As these and other pediatric studies began to populate the literature, an international supportive care committee endeavored to collate and interpret the data in a pediatric-specific, systemic antifungal prophylaxis guideline.21  This guideline included a systematic review of studies comparing different antifungal prophylaxis regimens. These data informed a strong recommendation for antimold prophylaxis in pediatric AML patients and a weak recommendation for antimold prophylaxis after intensive chemotherapy for high-risk or relapsed ALL. The latter was a weak recommendation because of limited IFD epidemiology and comparative effectiveness data specific to this population. This weak recommendation coupled with challenges in administering antifungal prophylaxis to children with ALL (eg, greater potential for drug-drug interactions and management mostly in the outpatient setting) has likely resulted in less routine use of antifungal prophylaxis in patients with ALL compared to those with AML. This could, in part, explain the previously cited increasing rates of IFD in ALL patients. Randomized controlled trials assessing the ideal prophylaxis approach in ALL-specific patient populations are warranted.

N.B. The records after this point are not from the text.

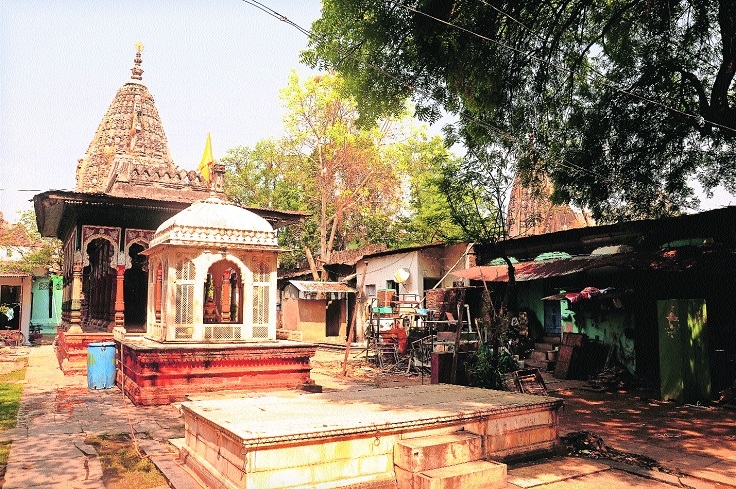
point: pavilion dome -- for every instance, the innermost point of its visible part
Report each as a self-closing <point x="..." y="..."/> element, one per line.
<point x="216" y="222"/>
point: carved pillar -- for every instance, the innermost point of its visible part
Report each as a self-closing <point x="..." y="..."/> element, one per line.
<point x="226" y="287"/>
<point x="159" y="283"/>
<point x="119" y="297"/>
<point x="75" y="313"/>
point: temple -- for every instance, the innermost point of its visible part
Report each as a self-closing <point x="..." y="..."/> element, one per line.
<point x="127" y="185"/>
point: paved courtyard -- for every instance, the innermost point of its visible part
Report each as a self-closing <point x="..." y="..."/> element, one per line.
<point x="696" y="444"/>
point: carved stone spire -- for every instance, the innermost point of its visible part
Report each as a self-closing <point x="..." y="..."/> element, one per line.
<point x="137" y="71"/>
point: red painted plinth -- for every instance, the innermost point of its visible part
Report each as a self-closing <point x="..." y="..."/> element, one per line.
<point x="153" y="373"/>
<point x="71" y="350"/>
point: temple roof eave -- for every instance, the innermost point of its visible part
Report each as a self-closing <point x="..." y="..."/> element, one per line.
<point x="54" y="208"/>
<point x="156" y="248"/>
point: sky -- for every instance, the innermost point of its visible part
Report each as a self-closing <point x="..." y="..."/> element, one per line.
<point x="212" y="66"/>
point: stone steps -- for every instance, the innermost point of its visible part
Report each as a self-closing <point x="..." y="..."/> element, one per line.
<point x="446" y="462"/>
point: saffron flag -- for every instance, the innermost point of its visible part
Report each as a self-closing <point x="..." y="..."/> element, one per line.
<point x="205" y="166"/>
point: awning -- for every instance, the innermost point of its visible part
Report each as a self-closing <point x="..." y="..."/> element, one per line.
<point x="321" y="287"/>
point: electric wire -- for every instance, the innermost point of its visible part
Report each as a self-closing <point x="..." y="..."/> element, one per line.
<point x="608" y="82"/>
<point x="273" y="13"/>
<point x="486" y="125"/>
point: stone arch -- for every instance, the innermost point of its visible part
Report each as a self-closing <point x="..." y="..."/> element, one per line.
<point x="223" y="291"/>
<point x="91" y="233"/>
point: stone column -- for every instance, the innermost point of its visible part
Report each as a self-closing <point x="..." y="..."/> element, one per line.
<point x="75" y="313"/>
<point x="225" y="299"/>
<point x="157" y="292"/>
<point x="119" y="297"/>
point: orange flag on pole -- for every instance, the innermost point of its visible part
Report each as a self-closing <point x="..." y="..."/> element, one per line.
<point x="205" y="166"/>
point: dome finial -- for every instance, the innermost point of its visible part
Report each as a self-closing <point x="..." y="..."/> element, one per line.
<point x="137" y="71"/>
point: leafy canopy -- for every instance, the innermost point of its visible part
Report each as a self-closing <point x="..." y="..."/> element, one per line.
<point x="621" y="102"/>
<point x="361" y="185"/>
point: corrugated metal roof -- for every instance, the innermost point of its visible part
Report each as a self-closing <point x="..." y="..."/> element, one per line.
<point x="531" y="270"/>
<point x="702" y="260"/>
<point x="324" y="287"/>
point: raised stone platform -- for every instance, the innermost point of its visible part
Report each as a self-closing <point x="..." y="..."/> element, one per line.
<point x="154" y="373"/>
<point x="398" y="437"/>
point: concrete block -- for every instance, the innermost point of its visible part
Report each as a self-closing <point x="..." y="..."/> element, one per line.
<point x="471" y="475"/>
<point x="521" y="438"/>
<point x="420" y="454"/>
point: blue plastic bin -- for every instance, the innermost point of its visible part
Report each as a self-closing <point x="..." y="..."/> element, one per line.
<point x="101" y="365"/>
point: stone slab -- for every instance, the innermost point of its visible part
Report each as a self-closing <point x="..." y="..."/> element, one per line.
<point x="470" y="475"/>
<point x="431" y="452"/>
<point x="268" y="419"/>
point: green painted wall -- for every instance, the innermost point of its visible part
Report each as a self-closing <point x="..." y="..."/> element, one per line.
<point x="47" y="297"/>
<point x="683" y="350"/>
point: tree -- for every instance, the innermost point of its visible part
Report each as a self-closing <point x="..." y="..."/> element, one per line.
<point x="362" y="186"/>
<point x="622" y="103"/>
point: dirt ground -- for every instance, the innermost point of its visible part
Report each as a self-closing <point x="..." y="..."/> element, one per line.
<point x="628" y="425"/>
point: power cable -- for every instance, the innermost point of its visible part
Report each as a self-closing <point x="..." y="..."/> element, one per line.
<point x="611" y="84"/>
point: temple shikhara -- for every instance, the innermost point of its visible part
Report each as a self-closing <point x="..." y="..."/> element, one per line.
<point x="208" y="277"/>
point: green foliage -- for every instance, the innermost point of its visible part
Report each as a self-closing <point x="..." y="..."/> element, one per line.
<point x="361" y="185"/>
<point x="123" y="466"/>
<point x="10" y="394"/>
<point x="486" y="369"/>
<point x="36" y="252"/>
<point x="621" y="103"/>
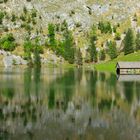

Notably, the guideline remained flexible on which antimold agent to use for prophylaxis in either AML or ALL patients, suggesting an echinocandin or an azole with antimold activity. The choice of antifungal agent depends on factors such as the age of the child, inpatient vs outpatient setting of neutropenia management, and concern for drug-drug interactions. The guideline did recommend against using a systemic amphotericin formulation for prophylaxis because of a documented increased risk of adverse effects.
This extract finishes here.